Wednesday, August 23, 2017

Rhetorical Analysis #2


Technically, I suppose it is rhetorical analysis #3, but I'm not counting the prompt as part of your development as a rhetorical analyst. At this point, you are participating in another practice, and you should be able to understand the gist of what you will be working on the rest of the semester.

 And, before I delineate our completed work today, I want to send kudos to seventh hour for their enthusiastic attitude, well-written purposes today, and their clever strategy identification (Taylor & Faith - wow on that umbrella!). We are catching up after missing a day of class last week!

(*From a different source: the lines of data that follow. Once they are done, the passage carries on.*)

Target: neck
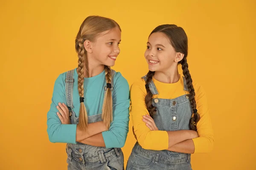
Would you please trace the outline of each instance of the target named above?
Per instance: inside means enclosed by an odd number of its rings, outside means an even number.
[[[177,66],[170,67],[165,71],[156,71],[154,78],[157,81],[164,83],[175,83],[180,80]]]
[[[101,73],[105,69],[105,65],[99,63],[92,58],[87,58],[87,61],[85,61],[85,67],[84,67],[84,77],[90,78],[98,75]]]

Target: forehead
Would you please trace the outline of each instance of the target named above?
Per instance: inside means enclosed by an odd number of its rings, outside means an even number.
[[[102,32],[99,34],[97,39],[100,40],[115,39],[119,41],[121,39],[121,31],[117,27]]]
[[[148,42],[152,45],[154,44],[170,44],[170,40],[165,34],[157,32],[152,34],[148,37]]]

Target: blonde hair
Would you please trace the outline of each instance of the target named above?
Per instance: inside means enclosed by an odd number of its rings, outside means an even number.
[[[97,35],[102,32],[117,27],[121,31],[120,26],[114,20],[108,18],[98,16],[87,17],[82,23],[76,38],[76,50],[78,55],[78,91],[80,97],[84,98],[84,69],[88,68],[87,52],[84,46],[85,40],[93,41]],[[112,75],[110,67],[105,66],[106,82],[111,83]],[[110,123],[113,120],[113,102],[111,90],[107,88],[104,98],[102,110],[102,118],[104,124],[109,129]],[[88,115],[83,102],[80,102],[78,127],[86,130],[88,125]]]

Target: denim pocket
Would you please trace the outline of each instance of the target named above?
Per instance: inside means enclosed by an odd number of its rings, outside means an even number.
[[[153,160],[145,158],[136,153],[133,158],[132,166],[140,169],[146,169],[150,167],[154,163]]]

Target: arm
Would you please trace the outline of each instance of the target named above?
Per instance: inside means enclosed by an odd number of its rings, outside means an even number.
[[[105,147],[102,133],[99,133],[85,139],[79,141],[80,143],[91,146],[99,147]]]
[[[114,77],[112,92],[113,121],[109,130],[102,133],[106,147],[121,148],[124,146],[129,129],[129,85],[119,72]]]
[[[192,139],[195,153],[207,153],[213,148],[213,130],[204,90],[196,84],[194,86],[197,109],[200,115],[200,120],[196,125],[199,137]]]
[[[145,81],[134,82],[131,89],[131,114],[134,133],[141,147],[145,149],[164,150],[181,141],[191,139],[194,135],[192,130],[166,131],[151,131],[143,122],[143,115],[149,115],[145,103],[146,92]]]
[[[61,74],[55,82],[51,107],[47,113],[47,131],[49,140],[52,142],[75,144],[76,141],[86,138],[106,130],[102,121],[89,124],[88,130],[86,132],[78,129],[76,124],[61,124],[57,112],[58,110],[60,112],[60,109],[61,110],[60,107],[64,107],[66,103],[65,77],[65,74]],[[67,113],[69,112],[66,106],[63,109]]]
[[[195,146],[192,139],[186,140],[169,147],[168,150],[185,153],[194,153]]]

1 & 3: We continued with vocab experts (first hour stands at 8; third hour stands at 12). You worked in a collaboration to identify the purpose of "Story of an Hour," looking at why the author is writing the text. Purpose requires a specific infinitive (to expose, to exemplify, to illustrate, and many more that you identified) and the "about what" or topic at hand (some stunning diction across the hours). Next, your group selected strategies to reflect the purpose, and you were assigned to write one paragraph analyzing one of the strategies. The rest of the hour was card games, working on your toolbox, and working on your portfolio. Make sure to bring your portfolio back to class on Friday, where it ill remain awaiting all of your writings.

7: Wow - what a class period! First, you received feedback on your "Theme" strategy paragraphs and how to improve for the next one (to be introduced very shortly.) We then - finally - started vocabulary and reviewed a few rhetorical strategies as well. To mix it up, we then read "Story of an Hour," and you created purposes and highlighted strategies in the text. for homework, you will be writing your strategy paragraph for the text. In addition, make sure to bring back your decorated portfolio for Friday's class. If you had to step out early due to golf, stop on by tomorrow for a portfolio.

All AP Lang Classes -

P.S. If you are struggling with identifying purpose, I recommend trying this out whenever you read an article (news, sports, pop culture). Read your selected text, and then determine what the author's purpose is in writing. Even if it is an article about the latest Justin Bieber news, you can determine if the author is using derogatory language to criticize his youthful indiscretions or utilizing fawning language to express affection for his activities. (I'm not sure why I chose Justin Bieber for this example, and I'm not sure why I know enough to create purposes for articles about Justin Bieber. Yes, I read everything.)